O construção de grandes barragens geralmente chama a atenção por seus impactos locais, mas um megaprojeto na China despertou interesse mundial por um motivo inusitado: a capacidade de mudar, mesmo que de forma mínima, o Rotação da Terra.
O que torna a nova megabarragem das Três Gargantas tão diferente?
A Barragem original das Três Gargantas agora abriga aproximadamente 40 bilhões de metros cúbicos de águaque produz efeitos físicos mensuráveis no planeta.
De acordo com a NASA, a rotação da Terra desacelerou em cerca de 0,06 microssegundos por dia e o eixo do planeta se moveu 2 centímetros. Embora imperceptíveis na vida quotidiana, estas mudanças ilustram como grandes redistribuições de massa afectam o momento de inércia da Terra.
A construção pode realmente mudar a rotação da Terra?
O megaprojeto destaca-se não apenas pelo custo estimado em US$ 167 bilhões (sobre R$ 857 bilhões), mas também pelos impactos energéticos e geofísicos envolvidos.
Na prática, a variação de 0,06 microssegundos por dia na rotação não afeta o cotidiano, mas mostra que obras em escala continental podem interferir em parâmetros antes considerados estáveis, ao concentrar enormes volumes de água em reservatórios interligados.
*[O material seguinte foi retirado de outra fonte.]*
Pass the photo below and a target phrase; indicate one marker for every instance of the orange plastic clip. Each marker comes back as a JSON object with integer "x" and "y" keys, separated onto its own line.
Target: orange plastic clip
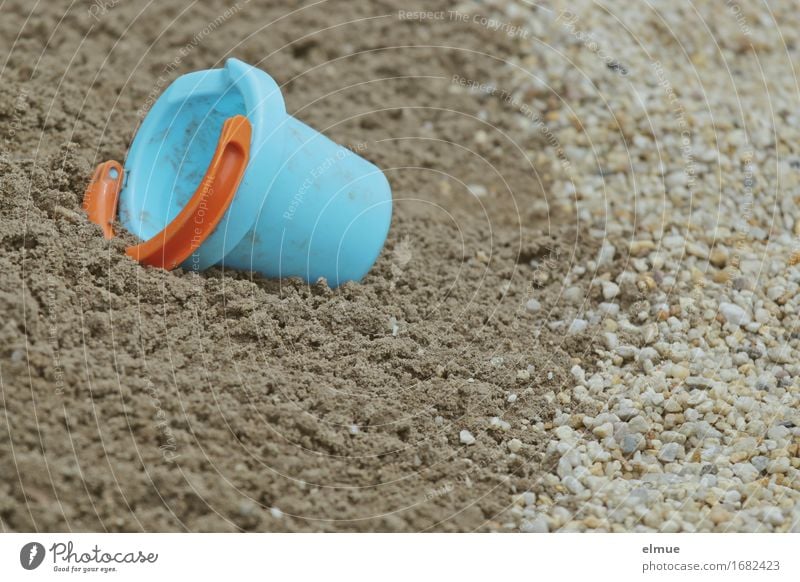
{"x": 100, "y": 200}
{"x": 198, "y": 218}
Veja os impactos na rotação da Terra (Reprodução/TikTok/@terra.trend):
@terra.trend A Barragem das Três Gargantas tem tanta água que pode afetar a rotação da Terra. #represas #trêsgargantas #usinahidreletrica #dam #represatresgorgantas #china #obrasincriveis #planetaterra #fisica #ciencia #historia #geografia #curiosidades ♬ BGM misterioso e triste(1120058) – S e N
Quais são os efeitos e características físicas e energéticas do complexo?
A nova etapa prevê uma barragem ainda maior, integrada em um cinco barragens em cascataformando o maior complexo hidrelétrico já construído e ampliando o compromisso chinês com a energia limpa.
Para compreender o alcance do projeto, alguns pontos físicos e energéticos se destacam e ajudam a avaliar sua relevância local e global:
- Redistribuição da massa de água em escala continental, alterando ligeiramente o momento de inércia da Terra.
- Pequenas mudanças na rotação e eixo do planeta registradas por satélites e sistemas geodésicos.
- Grande contribuição para a matriz energética renovável chinesa, com redução do uso de carvão.
- Aumento da capacidade de geração para cerca de 300 bilhões de kWh por anoabastecendo dezenas de grandes cidades.
- Integração num sistema de cinco barragens, melhorando o controlo de cheias e regulação de caudais.
Quais são as principais preocupações dos países vizinhos com a construção?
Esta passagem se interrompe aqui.